Speaking about Mishra, Krishnan quoted Munshi Premchand, who said, “Literature lights the path of life,” and Nani Palkhivala, who said, “A major mistake of our central and state governments was to complete insulate the people from ancient culture and keep them totally ignorant of their priceless heritage,” and underscored that Mishra lived by and combined these two ideas in his works. “At times he did it consciously and at others and more importantly sub-consciously and worked to ensure the importance of literature and retrieval of heritage,” she noted.
Noted author and former Chief Secretary of Odisha Dr Subas Pani reminisced his decades-long friendship with Mishra and said there was a “smell of the soil” in his writings. “Mishra played a stellar role in the translation movement, especially of modern regional works into English. No one can take away his contribution in making translation a part of university course curricula,” he added.

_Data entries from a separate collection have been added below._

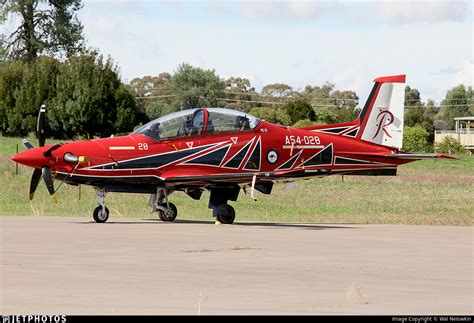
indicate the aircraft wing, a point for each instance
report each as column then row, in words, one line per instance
column 171, row 178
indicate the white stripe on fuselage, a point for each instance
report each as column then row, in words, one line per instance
column 121, row 148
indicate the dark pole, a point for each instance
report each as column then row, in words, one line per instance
column 16, row 164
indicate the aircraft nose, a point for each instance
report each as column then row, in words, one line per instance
column 31, row 157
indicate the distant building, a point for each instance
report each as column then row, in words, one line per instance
column 464, row 132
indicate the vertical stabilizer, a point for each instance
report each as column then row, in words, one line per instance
column 381, row 120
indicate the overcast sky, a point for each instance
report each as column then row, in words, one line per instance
column 347, row 43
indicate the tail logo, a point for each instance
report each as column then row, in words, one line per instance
column 384, row 119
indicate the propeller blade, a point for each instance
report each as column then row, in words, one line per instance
column 48, row 180
column 27, row 144
column 40, row 126
column 35, row 178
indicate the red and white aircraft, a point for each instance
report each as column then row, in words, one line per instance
column 222, row 151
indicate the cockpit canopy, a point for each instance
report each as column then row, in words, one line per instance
column 194, row 122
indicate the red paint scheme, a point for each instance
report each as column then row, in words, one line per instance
column 391, row 79
column 349, row 154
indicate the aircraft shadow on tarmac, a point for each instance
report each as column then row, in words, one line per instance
column 305, row 226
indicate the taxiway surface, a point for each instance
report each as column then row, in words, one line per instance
column 52, row 265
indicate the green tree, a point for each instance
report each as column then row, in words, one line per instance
column 325, row 116
column 45, row 27
column 277, row 116
column 38, row 86
column 457, row 103
column 238, row 92
column 419, row 114
column 90, row 99
column 415, row 139
column 277, row 90
column 345, row 104
column 305, row 123
column 157, row 109
column 194, row 87
column 450, row 145
column 299, row 109
column 11, row 74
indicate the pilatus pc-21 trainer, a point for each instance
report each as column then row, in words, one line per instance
column 222, row 151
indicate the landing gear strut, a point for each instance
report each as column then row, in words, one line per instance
column 226, row 216
column 159, row 203
column 223, row 212
column 101, row 213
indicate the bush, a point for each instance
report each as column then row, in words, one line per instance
column 415, row 139
column 305, row 123
column 83, row 96
column 272, row 115
column 450, row 145
column 300, row 109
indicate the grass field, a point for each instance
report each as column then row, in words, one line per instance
column 431, row 192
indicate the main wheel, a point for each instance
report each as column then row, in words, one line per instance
column 99, row 215
column 227, row 218
column 170, row 212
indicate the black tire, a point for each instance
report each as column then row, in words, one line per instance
column 227, row 218
column 169, row 216
column 99, row 215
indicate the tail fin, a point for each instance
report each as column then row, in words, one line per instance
column 381, row 120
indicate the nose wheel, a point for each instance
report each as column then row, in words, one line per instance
column 167, row 212
column 101, row 214
column 227, row 216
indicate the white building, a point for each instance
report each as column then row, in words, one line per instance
column 464, row 132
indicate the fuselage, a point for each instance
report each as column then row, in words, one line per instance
column 269, row 151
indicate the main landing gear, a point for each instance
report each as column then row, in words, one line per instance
column 221, row 211
column 159, row 203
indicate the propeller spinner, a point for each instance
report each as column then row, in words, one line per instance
column 45, row 171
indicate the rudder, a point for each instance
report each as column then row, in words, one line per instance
column 381, row 120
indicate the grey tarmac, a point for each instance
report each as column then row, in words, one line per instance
column 65, row 265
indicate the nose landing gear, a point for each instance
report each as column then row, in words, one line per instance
column 101, row 213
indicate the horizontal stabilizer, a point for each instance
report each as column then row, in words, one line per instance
column 419, row 156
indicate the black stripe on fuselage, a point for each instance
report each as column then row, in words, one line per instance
column 154, row 161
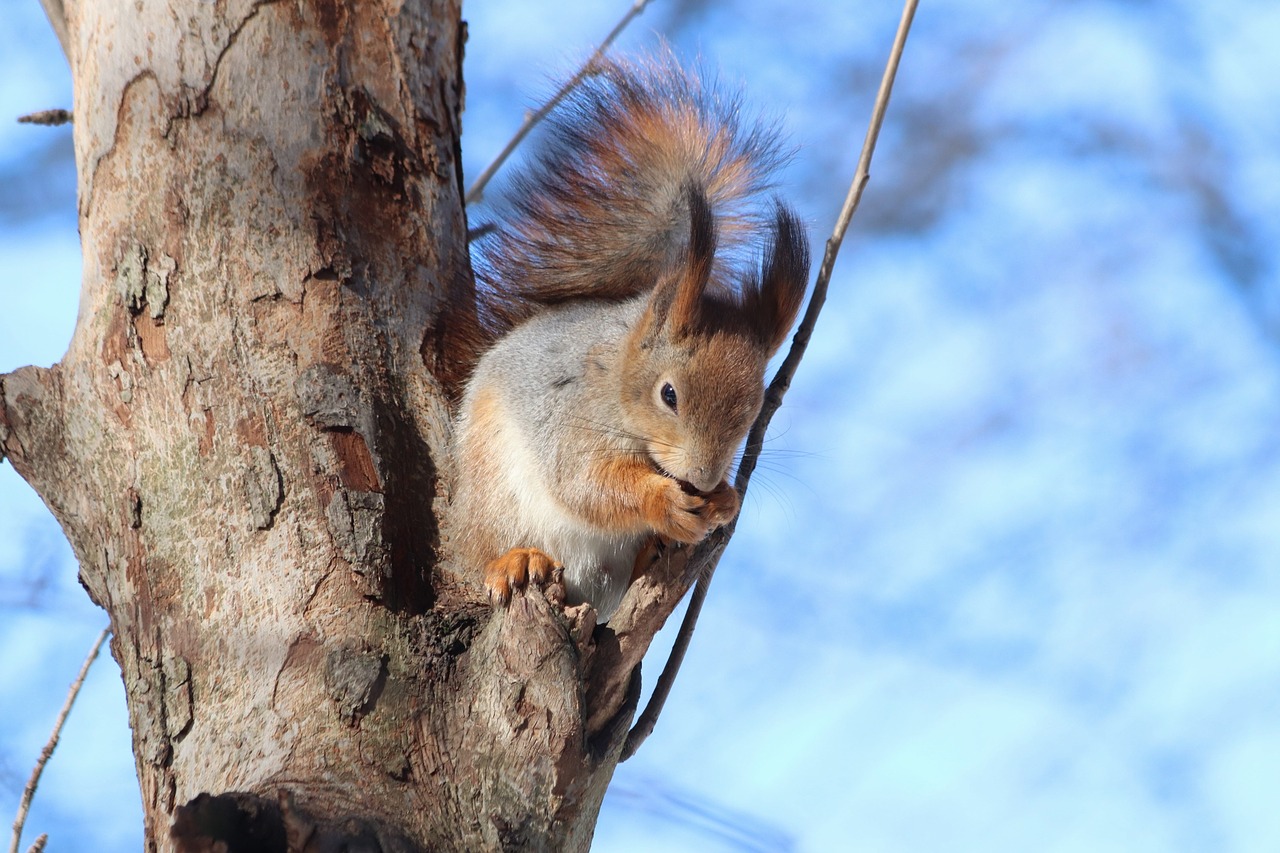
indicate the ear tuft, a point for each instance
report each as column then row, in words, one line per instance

Sharing his experience as co-translator of ‘Letters To Jorina’, Prof Mohapatra said Mishra wrote in several genres but this book stands at a point of intersection of fiction and non-fiction works. “Mishra was a dual writer, who wrote in Odia and English. His writings can be split into two: one of a homebound pilgrim always searching for his roots and the other of a cosmopolitan, a traveller, a restless wayfarer. ‘Letters To Jorina’ is the synthesis and has gems of self-introspection; it is about personal liberation as well as for a grand project for unification of cultures,” he stressed.
Well-known academic and translator Prof Jatindra Kumar Nayak gave the introductory speech and said Mishra’s great contribution to literature and culture has created a rich legacy which continues to inspire many. “He was an astute observer of all things in transition and his writings highlighted this transition,” he pointed out.
Noted writer Dr Biraj Mohan Dash proposed the vote of thanks.